Ils étaient poursuivis pour "atteinte à l'intimité de la vie privée" dans ce volet de l'affaire Bettencourt.

Les journalistes de Mediapart Fabrice Arfi et Edwy Plenel, au tribunal correctionnel de Bordeaux (Gironde), le 3 novembre 2015.
Les journalistes de Mediapart Fabrice Arfi et Edwy Plenel, au tribunal correctionnel de Bordeaux (Gironde), le 3 novembre 2015. (MAXPPP)

Le tribunal correctionnel de Bordeaux (Gironde) a relaxé, mardi 12 janvier, l'ex-majordome de la milliardaire Liliane Bettencourt, Pascal Bonnefoy, et cinq journalistes. Ils étaient poursuivis pour "atteinte à l'intimité de la vie privée" dans le volet dit "des écoutes" de la tentaculaire affaire Bettencourt.

Pascal Bonnefoy était poursuivi pour avoir enregistré sa patronne dans son bureau à son insu, en 2009 et 2010. Ces écoutes avaient été remises à la fille de la milliardaire, puis à la police.
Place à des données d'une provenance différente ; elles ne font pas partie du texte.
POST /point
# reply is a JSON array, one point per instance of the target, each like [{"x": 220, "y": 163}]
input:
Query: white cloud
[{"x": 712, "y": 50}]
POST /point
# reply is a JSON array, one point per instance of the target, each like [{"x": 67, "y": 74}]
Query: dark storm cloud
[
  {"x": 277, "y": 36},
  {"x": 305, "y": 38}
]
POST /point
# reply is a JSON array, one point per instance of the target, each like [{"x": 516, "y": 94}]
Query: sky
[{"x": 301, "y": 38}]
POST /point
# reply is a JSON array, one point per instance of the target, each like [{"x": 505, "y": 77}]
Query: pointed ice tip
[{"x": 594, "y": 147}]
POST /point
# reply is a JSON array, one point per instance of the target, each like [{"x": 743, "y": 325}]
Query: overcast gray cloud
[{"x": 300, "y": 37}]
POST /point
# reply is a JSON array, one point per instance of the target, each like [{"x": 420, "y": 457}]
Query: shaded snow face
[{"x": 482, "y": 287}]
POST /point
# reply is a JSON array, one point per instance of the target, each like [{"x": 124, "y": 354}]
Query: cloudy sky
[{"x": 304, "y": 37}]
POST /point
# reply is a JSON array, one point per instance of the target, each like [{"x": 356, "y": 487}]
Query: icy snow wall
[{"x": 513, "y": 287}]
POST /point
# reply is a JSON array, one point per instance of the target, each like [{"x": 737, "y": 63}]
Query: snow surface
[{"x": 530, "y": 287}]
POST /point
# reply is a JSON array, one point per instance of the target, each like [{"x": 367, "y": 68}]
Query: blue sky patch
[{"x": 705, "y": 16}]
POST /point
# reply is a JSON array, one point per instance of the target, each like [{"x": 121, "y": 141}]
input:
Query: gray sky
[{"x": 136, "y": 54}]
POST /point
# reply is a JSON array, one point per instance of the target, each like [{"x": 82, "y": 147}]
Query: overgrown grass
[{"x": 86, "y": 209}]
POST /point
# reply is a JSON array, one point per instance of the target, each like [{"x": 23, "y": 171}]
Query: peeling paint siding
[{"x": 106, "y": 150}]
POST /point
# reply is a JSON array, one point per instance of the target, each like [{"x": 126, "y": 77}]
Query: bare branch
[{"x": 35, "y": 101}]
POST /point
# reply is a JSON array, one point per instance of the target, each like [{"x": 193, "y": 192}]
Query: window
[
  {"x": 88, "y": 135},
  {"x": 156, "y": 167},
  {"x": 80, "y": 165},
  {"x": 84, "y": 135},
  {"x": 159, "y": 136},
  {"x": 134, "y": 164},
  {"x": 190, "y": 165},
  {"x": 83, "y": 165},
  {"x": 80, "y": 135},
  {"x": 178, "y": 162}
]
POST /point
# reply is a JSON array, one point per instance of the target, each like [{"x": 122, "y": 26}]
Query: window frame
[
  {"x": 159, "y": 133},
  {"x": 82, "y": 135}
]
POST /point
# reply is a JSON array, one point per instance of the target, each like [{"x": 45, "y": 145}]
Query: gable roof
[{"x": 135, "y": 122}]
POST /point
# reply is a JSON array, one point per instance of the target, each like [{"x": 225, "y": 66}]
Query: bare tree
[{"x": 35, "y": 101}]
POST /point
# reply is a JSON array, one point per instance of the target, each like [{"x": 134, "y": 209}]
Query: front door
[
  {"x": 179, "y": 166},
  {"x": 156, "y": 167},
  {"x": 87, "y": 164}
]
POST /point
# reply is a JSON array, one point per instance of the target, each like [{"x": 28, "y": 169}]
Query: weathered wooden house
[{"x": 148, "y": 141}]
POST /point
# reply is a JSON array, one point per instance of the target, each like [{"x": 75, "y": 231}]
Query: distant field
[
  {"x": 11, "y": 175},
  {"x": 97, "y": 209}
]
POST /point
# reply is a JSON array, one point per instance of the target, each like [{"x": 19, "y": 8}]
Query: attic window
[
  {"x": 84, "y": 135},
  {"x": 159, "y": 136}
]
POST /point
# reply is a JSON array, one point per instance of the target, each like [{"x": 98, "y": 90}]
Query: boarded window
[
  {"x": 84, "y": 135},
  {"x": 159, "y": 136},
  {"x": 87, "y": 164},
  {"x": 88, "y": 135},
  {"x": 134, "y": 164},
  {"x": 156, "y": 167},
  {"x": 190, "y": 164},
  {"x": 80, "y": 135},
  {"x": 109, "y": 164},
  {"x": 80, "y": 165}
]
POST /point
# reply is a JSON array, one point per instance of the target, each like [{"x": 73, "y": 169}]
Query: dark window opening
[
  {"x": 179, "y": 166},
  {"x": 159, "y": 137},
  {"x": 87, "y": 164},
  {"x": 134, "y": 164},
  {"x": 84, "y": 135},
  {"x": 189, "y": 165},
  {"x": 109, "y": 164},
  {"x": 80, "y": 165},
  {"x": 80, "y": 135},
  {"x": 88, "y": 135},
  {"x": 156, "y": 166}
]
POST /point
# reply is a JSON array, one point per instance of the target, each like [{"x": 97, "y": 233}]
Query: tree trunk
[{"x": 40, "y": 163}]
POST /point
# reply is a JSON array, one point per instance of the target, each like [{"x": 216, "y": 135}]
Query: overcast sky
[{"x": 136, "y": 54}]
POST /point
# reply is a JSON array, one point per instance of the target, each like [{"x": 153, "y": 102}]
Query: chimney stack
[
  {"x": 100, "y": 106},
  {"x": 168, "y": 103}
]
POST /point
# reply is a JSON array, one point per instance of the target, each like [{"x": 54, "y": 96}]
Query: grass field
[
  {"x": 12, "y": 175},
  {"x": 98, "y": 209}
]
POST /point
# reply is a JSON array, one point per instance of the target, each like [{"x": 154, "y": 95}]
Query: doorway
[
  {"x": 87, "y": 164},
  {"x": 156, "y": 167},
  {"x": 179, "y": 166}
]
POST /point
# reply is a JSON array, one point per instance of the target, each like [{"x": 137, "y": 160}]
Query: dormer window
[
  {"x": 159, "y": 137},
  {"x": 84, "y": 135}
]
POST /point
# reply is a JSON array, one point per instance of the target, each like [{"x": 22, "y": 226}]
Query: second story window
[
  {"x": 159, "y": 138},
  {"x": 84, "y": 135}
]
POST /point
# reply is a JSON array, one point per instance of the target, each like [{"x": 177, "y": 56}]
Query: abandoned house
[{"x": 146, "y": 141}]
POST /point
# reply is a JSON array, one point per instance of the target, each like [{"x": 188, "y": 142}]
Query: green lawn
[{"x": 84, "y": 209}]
Le tribunal a estimé qu'il n'avait "à aucun moment bénéficié des enregistrements".

Un conflit familial qui se transforme en affaire d'Etat

En partie reproduites dans Médiapart et Le Point, puis largement relayés dans la presse, ces écoutes, révélant la santé déclinante de la milliardaire mais aussi des fraudes fiscales et des immixtions politiques, avaient fait basculer un simple conflit de famille en une affaire d'Etat.

Poursuivis pour "détention et diffusion de documents portant atteinte à l'intimité de la vie privée", le tribunal correctionnel de Bordeaux a "retenu le caractère sérieux du travail d'enquête" des journalistes. Il a notamment repris l'argument du Point selon lequel n'ont été retranscrits dans ces enregistrements que des informations relevant de l'intérêt général et pas celles d'ordre privé.